俺と身体の関係をもったがいつも初でとても愛らしかった。
それが彼女の心の美しさを物語っていていた。
「知ってますか…?令嬢様の貞操帯の鍵は強固な魔法がかかっています。合鍵など作れません。そんな事も忘れましたか?」
「…。」
確かに、馬鹿の言う通りだった…。
あの鍵は俺自身が強固な魔法をかけて作り出した物だ。
無理矢理外すと死に至るものだった。
「いや!確かにアレは合鍵を作って他の男と娼婦紛いの事をしていた…!」
鍵の持ち主の本人から確かにそう言われたのだ…。
俺の恋人は嘘をつかない。
「誰から聞きました?」
「そんなの恋人からに決まっているだろう…!」
「その恋人が全てを仕組んだんですよ…。もういいです。今回の件でかなりの貴族が処分されました。昔から問題のある連中でしたから膿出しに成功しましたけどね。」
馬鹿は日記を読み進めながら呆れた表情をしていた。
何故だろう、足下からグラグラと全てが崩れ去っていく感覚がするのは…。
これ以上聞いてはいけない気がする。
聞いてしまったら…。
俺は後悔する。
「もう、聞きたくない…!」
「いいえ、聞くべきです。船の乗組員は皆死亡が確認出来ました。全て、強引に出航させた貴方のせいですよ。」
あの事故はそもそも、それを仕組んだ貴族が悪いのであって俺には落ち度がないはずだ…。
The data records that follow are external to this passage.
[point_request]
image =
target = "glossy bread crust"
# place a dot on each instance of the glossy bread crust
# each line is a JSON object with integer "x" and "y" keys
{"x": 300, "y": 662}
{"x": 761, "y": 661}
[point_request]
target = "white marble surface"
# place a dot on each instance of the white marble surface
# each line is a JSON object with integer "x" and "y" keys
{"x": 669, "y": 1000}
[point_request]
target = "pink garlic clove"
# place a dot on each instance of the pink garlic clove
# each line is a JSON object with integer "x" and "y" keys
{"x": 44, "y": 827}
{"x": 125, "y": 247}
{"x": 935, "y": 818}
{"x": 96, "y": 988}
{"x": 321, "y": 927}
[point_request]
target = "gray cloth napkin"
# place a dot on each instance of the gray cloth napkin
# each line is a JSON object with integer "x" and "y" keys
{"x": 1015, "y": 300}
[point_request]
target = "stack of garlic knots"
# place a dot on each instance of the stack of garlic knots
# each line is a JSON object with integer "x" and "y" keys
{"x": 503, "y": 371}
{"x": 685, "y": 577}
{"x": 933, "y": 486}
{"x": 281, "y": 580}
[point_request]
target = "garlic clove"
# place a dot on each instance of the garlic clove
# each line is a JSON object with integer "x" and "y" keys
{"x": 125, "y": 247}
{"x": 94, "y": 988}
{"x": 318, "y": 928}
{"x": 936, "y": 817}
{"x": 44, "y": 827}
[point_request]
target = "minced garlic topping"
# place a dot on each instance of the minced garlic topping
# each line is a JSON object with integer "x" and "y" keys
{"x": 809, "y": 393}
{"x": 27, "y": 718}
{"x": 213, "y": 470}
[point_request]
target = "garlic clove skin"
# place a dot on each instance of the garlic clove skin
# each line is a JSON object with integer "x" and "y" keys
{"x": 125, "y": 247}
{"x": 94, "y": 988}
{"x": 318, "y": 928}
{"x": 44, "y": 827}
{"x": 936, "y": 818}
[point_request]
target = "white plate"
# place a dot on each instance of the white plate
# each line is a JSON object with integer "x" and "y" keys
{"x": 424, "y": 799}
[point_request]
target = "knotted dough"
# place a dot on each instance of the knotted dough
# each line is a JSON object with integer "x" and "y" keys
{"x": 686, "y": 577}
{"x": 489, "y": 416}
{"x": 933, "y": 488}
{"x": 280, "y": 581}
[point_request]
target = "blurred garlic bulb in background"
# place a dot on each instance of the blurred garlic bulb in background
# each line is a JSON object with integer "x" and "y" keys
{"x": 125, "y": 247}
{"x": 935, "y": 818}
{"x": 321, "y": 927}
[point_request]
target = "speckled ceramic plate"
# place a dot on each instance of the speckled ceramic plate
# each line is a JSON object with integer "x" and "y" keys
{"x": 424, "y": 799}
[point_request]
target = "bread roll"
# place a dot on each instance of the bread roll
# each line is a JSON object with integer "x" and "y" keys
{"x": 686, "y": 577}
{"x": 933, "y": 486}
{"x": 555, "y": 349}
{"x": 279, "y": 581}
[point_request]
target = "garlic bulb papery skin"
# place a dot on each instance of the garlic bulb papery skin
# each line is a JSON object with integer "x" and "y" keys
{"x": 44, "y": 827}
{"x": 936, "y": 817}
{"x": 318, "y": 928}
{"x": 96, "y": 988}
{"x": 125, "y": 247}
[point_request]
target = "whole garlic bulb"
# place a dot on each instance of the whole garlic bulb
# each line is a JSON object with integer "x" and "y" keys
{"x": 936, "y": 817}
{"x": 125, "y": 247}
それに、彼らは国に害をなす人間の処刑のために命を散らしたのだ…!
それがなんだというんだ。誇らしい事だろう。
「それは、アレの処刑の為だったんだ!俺は悪くない!それに、国の為に死ねたのなら本望だろう!」
馬鹿はため息をつきながら俺の話の途中で遮り冷たく呟いた。
「では…、貴方の恋人の話しでもしましょうか。」
一番気になっていた事だった…。
馬鹿の言うことはにわかに信じられないが、国でこのような騒ぎになっていたら彼女は無事なのだろうか…?
きっと冤罪に決まっている。
早く帰って会わなくてはいけない…。
「彼女は昔からそこの令嬢様が嫌いでした。貶める為だけに貞操帯を作らせましてね。嫌われるように貴方を徹底的に唆しました。それだけなら良かったんですよ。まだ…。」
嫌だ、聞きたくない…。
そんなわけがないだろう…?
「まさかあんなにも人がいる前で断罪なんてするとは…。しかも貴方は事もあろうに、本人から何も聞かないで名前を奪い死刑まで決めてしまった…。」
目の前の男はアレの事を何も見ようとしない俺を、『愚か者だ』と言うようにこちらを見た。
その瞳には激しい憎しみと怒りが宿り燃え上がっているようだ。
確かにアレを俺は見なかったでも、でも、見なくてもわかる…!
アレの心根は腐りきっていて、結果的に助かったが俺はアレに道連れにこの島まで流された。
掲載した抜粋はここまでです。